Network neutrality nightmare scenarios are largely hypothetical: Bad thing X could happen if a network operator did Y. Activist outrage and some media attention is one reason we’re still in the realm of conjecture. Even if network operators were minded to do Y, they'd rather not draw the spotlight. How to keep the klieg lights shining?
Since discrimination, in the neutral sense of making distinctions, can have both good and bad outcomes [1], regulations will also have to make subtle distinctions. It’s even harder to make law about subtle hypotheticals. I’m therefore inclined against detailed legislation in advance of facts. Legislation, if any, can lower the risk of unintended side effects by simply establishing principles that a regulatory agency can apply to alleged bad behavior. But agencies don’t have the means to gather data. Even companies with an interest in the matter operate in the dark; I’ve heard that Vonage found out about the discrimination against their VOIP service in the Madison River case only by accident. How to find bad behavior?
The answer is millions of volunteer PCs on the net sending test payloads to each other to characterize what happens to traffic on the net. This would yield an inventory of how different kinds of traffic are carried across all the different segments of the net. Software could identify potential problems, and volunteer people could scan them to identify cases that need more attention.
Anybody could download small applications that would run tests when they’re not using their machines. Just as SETI@Home uses spare CPU cycles to search radio data for the signature of extra-terrestrial intelligence, so this code would use space cycles and spare bandwidth to search for signatures of net neutrality exceptions. SETI for the net… NETI@Home: Neutrality Exception Tracking Infrastructure.

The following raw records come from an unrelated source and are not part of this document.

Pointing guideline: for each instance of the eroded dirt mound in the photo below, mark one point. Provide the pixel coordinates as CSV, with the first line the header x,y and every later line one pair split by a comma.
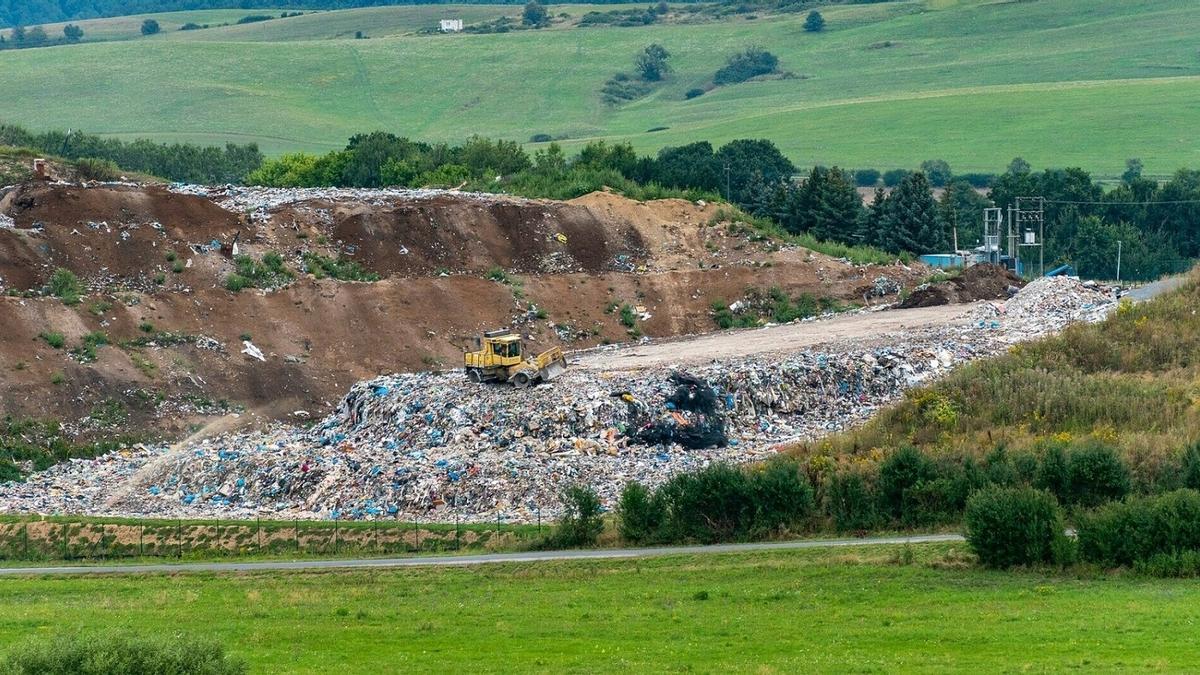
x,y
976,282
107,233
594,270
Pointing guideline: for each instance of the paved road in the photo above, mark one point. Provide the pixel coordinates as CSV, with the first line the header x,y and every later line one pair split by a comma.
x,y
777,339
467,560
1157,288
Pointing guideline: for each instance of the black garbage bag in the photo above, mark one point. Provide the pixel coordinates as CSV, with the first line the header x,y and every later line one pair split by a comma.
x,y
693,394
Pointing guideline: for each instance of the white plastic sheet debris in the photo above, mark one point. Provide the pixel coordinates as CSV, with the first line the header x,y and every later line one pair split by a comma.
x,y
250,350
435,447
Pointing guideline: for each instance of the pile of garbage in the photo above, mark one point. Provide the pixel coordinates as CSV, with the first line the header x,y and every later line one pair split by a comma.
x,y
436,447
262,199
1047,305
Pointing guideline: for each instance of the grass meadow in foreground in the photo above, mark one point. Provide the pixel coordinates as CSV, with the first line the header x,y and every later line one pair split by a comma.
x,y
880,609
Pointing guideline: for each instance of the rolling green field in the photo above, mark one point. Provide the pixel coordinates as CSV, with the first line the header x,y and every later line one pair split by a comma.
x,y
859,610
975,82
375,22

NETI@Home would use peer-to-peer technology like bittorrent; there would be no single repository of data, and no central organization directing the work. People could select the kinds of test payload they want to run; to make it easy for the majority, various recognizable organizations might recommend payload sets, or one could find popular sets on sites like digg. Volunteers would write the software, and parse the results. The tests could change quite quickly to meet changing network operator strategies, while the underlying software would change more slowly.
Citizens and regulators need good data if they’re to get the best out of the Internet. Finding the balance Jon Peha describes between allowing discrimination that benefits users, and preventing market power abuses, will be a lot easier with real-time tracking of network operator behavior.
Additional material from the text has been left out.